Curiously the recommended syscall mechanism on x86 is by calling __kernel_vsyscall in the vDSO. If everybody did that then you could just make your own loader with your own custom vDSO that could implement the syscalls in userspace. However sometimes (especially statically built) programs still makes syscall directly with int 80h, which are slow to trap in userspace or may not even be possible depending on the os.

Now it would have been fantastic if calling through the vDSO had simply been the only documented way of doing a syscall on x86_64, but the kernel developers at that time decided not to do that, so now on x86_64 the syscall instruction is always used directly, and we can't even trap that on any x86_64 OS because most of the time all that happens is either some unrelated syscall is executed, or an error is returned from the kernel back to the calling process without any traps.

1 comments

vDSO maintainer here.

> Curiously the recommended syscall mechanism on x86 is by calling __kernel_vsyscall in the vDSO.
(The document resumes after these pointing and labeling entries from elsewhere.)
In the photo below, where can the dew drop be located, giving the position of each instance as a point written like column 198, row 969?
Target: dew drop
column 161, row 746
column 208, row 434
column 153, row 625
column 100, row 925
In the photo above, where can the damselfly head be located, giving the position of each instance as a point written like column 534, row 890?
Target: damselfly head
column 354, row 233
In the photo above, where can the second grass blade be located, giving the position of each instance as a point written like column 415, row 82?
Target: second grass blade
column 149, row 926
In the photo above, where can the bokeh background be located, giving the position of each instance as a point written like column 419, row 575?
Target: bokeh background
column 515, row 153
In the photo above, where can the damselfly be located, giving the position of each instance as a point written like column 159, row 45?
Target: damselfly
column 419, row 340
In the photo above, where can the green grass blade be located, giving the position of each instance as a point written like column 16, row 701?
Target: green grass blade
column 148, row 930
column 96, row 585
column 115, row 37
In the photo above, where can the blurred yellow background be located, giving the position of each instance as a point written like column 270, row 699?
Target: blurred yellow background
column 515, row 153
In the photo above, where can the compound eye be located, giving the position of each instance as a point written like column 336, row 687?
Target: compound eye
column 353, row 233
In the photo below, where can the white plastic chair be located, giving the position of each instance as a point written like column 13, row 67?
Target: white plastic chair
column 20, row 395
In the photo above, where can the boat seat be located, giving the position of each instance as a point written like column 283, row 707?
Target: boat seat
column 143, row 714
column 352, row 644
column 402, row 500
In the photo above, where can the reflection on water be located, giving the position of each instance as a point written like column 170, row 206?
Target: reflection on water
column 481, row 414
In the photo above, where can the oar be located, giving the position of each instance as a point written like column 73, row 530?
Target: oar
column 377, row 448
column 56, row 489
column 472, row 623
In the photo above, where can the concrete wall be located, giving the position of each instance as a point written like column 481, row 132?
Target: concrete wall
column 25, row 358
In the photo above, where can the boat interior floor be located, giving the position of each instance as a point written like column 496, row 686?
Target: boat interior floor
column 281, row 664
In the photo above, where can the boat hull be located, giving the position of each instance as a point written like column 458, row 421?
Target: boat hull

There are times when this doesn't work. Syscall resumption and cancellation come to mind. Also, __kernel_vsyscall is a hack to make fast syscalls work on the awful 32-bit x86 architecture, not a nice feature.

> it would have been fantastic if calling through the vDSO had simply been the only documented way of doing a syscall on x86_64

There is no __kernel_vsyscall or similar feature on x86_64.

> we can't even trap that on any x86_64 OS

You can on Linux using seccomp.

> There are times when this doesn't work. Syscall resumption and cancellation come to mind. Also, __kernel_vsyscall is a hack to make fast syscalls work on the awful 32-bit x86 architecture, not a nice feature.

It's a pretty nice feature in the context of being able to make compatibility layers on other OS'ses in userspace which was the discussion here. Or would be if it was always used. Why doesn't it work for syscall resumption and cancellation?

> There is no __kernel_vsyscall or similar feature on x86_64.

Yes that was exactly what I was complaining about.

> You can on Linux using seccomp.

Yes but why would I want to make a linux compatibility layer on linux?

> It's a pretty nice feature in the context of being able to make compatibility layers on other OS'ses in userspace which was the discussion here. Or would be if it was always used. Why doesn't it work for syscall resumption and cancellation?

For resumption, a signal that interrupts a resumable syscall points RIP to an explicit int 80 instruction in the vDSO. This behavior would be a bit unfriendly to emulate.

For cancellation, the only good implementation of cancellation that I'm aware of (musl's) relies on syscalls being an actual atomic instruction so that a signal handler can tell whether a syscall actually happened. __kernel_vsyscall is an opaque function and can't be used like this.

> Yes but why would I want to make a linux compatibility layer on linux?

For sandboxing? For experimentation? Or how about to make a compatibility layer emulating something else that runs on Linux?